What is not difficult to comprehend is the vast, largely needless waste of human life that goes on day after day, year after year, from postpartum haemorrhage. There are around 125,000 deaths each year from postpartum haemorrhage - which equates to 42 equivalent 9/11 events. Whilst every year the anniversary of 9/11 is marked and tributes paid to the dead, the deaths of 2,000,000 women who have died from postpartum haemorrhage since 9/11 took place, are only acknowledged and grieved by their families. Because almost all of the deaths are in developing countries. This surely speaks volumes of where priorities lie for us in the devoloped world
Competing interests: No competing interests
Chandraharan and Krishna define postpartum haemorrhage (PPH) as blood loss over 500mL from the female genital tract. What is often not considered is the fact that visual estimation of blood loss following both vaginal and Caesarean section delivery may be grossly inaccurate and therefore of limited clinical use (1). Specifically, significant underestimation in three key areas (floor spillages, surgical swab capacity and massive PPH) were identified by Bose et al in all professional groups (2), with resultant clinical care implications. Overestimation of blood volume losses may result in unnecessary cross matching and care in the high dependency unit. Bose et al suggest a pictorial algorithm may be useful to increase the accuracy of visual blood loss estimation, along with clinical reconstruction and simulation training.
Furthermore, whilst hysterectomy may be definitive management in massive post-partum haemorrhage as suggested by Chandraharan and Krishna, stepwise uterine devascularisation, internal iliac artery ligation and selective arterial occlusion or embolisation by interventional radiology may also be other measures to be considered, where expertise and facilities allow, thereby preserving the uterus where fertility is desired (3).
In addition to considering acute management of PPH, the RCOG greentop guidelines outline the importance of identifying high risk patients who may experience post-partum haemorrhage in the antenatal period. This allows treatment to be administered where correctable factors such as anaemia are noted in good time, or preparation for prevention of PPH by the use of an active third stage.
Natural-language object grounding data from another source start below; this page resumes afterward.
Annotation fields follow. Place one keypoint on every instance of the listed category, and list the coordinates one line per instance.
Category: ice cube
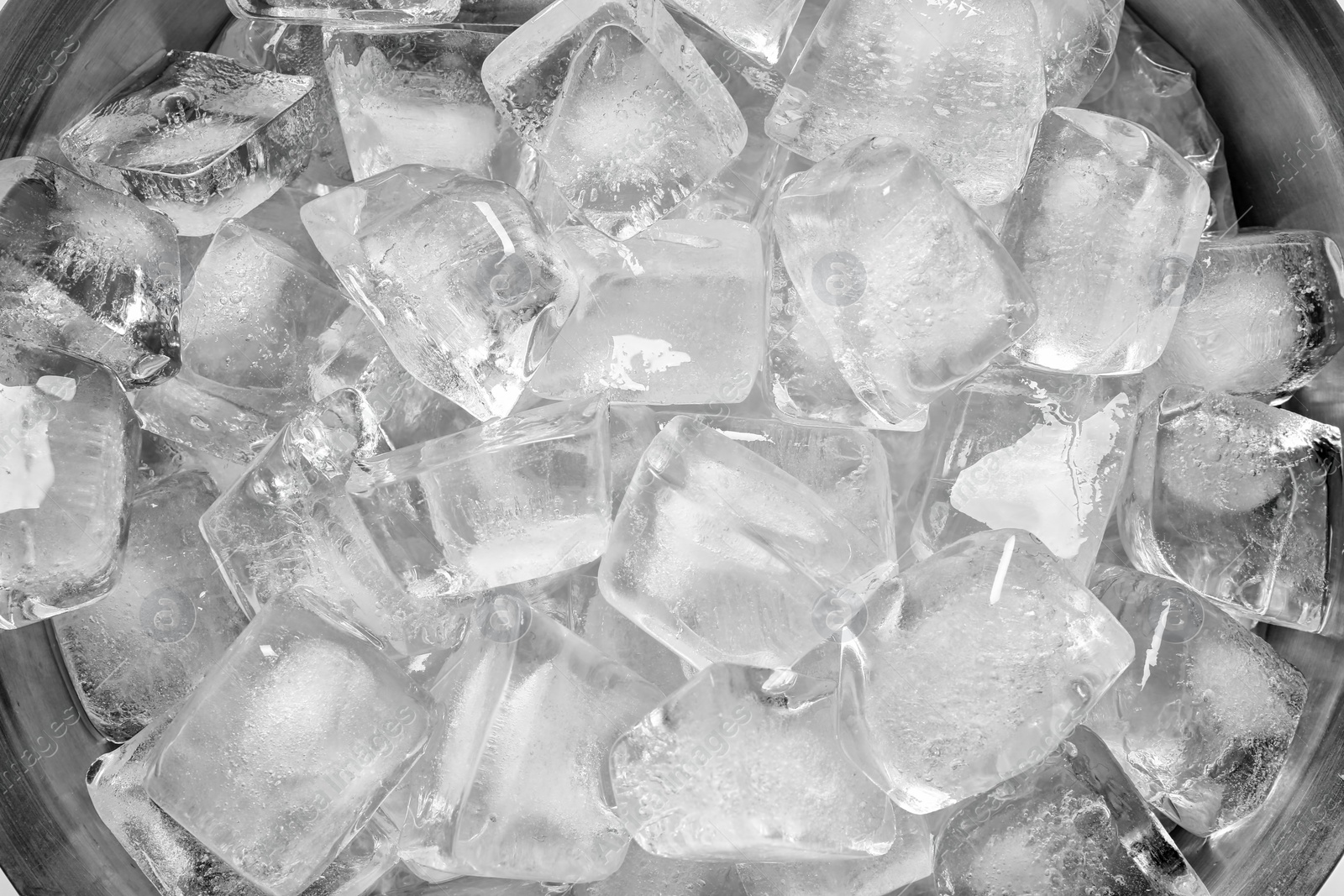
(617, 102)
(87, 269)
(255, 318)
(1010, 652)
(804, 382)
(1263, 315)
(178, 864)
(185, 411)
(1229, 496)
(512, 782)
(674, 316)
(743, 765)
(150, 642)
(906, 284)
(1032, 450)
(723, 557)
(503, 503)
(288, 747)
(1072, 825)
(288, 520)
(407, 409)
(1079, 38)
(293, 50)
(351, 13)
(456, 271)
(207, 139)
(69, 446)
(1205, 715)
(847, 468)
(1105, 228)
(963, 85)
(645, 875)
(1148, 82)
(417, 97)
(911, 859)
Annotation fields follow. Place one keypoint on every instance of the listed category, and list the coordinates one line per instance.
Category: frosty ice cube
(1203, 719)
(293, 50)
(87, 269)
(906, 284)
(511, 785)
(148, 644)
(255, 318)
(207, 139)
(847, 468)
(351, 13)
(974, 665)
(624, 112)
(1072, 825)
(756, 27)
(1263, 315)
(964, 86)
(494, 506)
(1230, 497)
(674, 316)
(743, 765)
(69, 443)
(1148, 82)
(457, 275)
(178, 864)
(726, 558)
(1105, 228)
(1079, 38)
(185, 411)
(417, 97)
(911, 859)
(288, 747)
(803, 379)
(645, 875)
(1032, 450)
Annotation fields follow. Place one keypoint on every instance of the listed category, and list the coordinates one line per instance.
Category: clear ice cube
(148, 644)
(1105, 228)
(847, 468)
(911, 859)
(69, 448)
(1263, 315)
(178, 864)
(1010, 652)
(723, 557)
(1032, 450)
(207, 139)
(674, 316)
(89, 270)
(1148, 82)
(743, 765)
(1203, 718)
(1079, 38)
(964, 86)
(293, 50)
(617, 102)
(1231, 497)
(457, 273)
(499, 504)
(417, 97)
(512, 782)
(906, 284)
(255, 320)
(1072, 825)
(288, 747)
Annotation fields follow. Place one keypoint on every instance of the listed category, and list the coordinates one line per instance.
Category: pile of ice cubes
(732, 448)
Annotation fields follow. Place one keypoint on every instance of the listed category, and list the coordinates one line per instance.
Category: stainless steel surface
(1273, 76)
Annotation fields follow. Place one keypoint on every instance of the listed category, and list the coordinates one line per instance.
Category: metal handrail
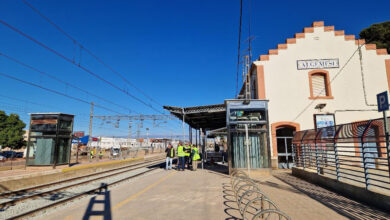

Given that PPH remains a common emergency, antenatal assessment and counselling together with regular multidisciplinary training remains key to minimising its impact on our patients.
1. Dildy GA III, Paine AR, George NC, Velasco C. Estimating blood loss: can teaching significantly improve visual estimation? Obstet Gynecol 2004;104:601–6.
2. Bose P, Regan F, Paterson-Brown S. Improving the accuracy of estimated blood loss at obstetric haemorrhage using clinical reconstructions. BJOG 2006; 113:919–924.
3. Mavrides E, Allard S, Chandraharan E, Collins P, Green L, Hunt BJ, Riris S, Thomson AJ on behalf of the Royal College of Obstetricians and Gynaecologists. Prevention and management of postpartum haemorrhage.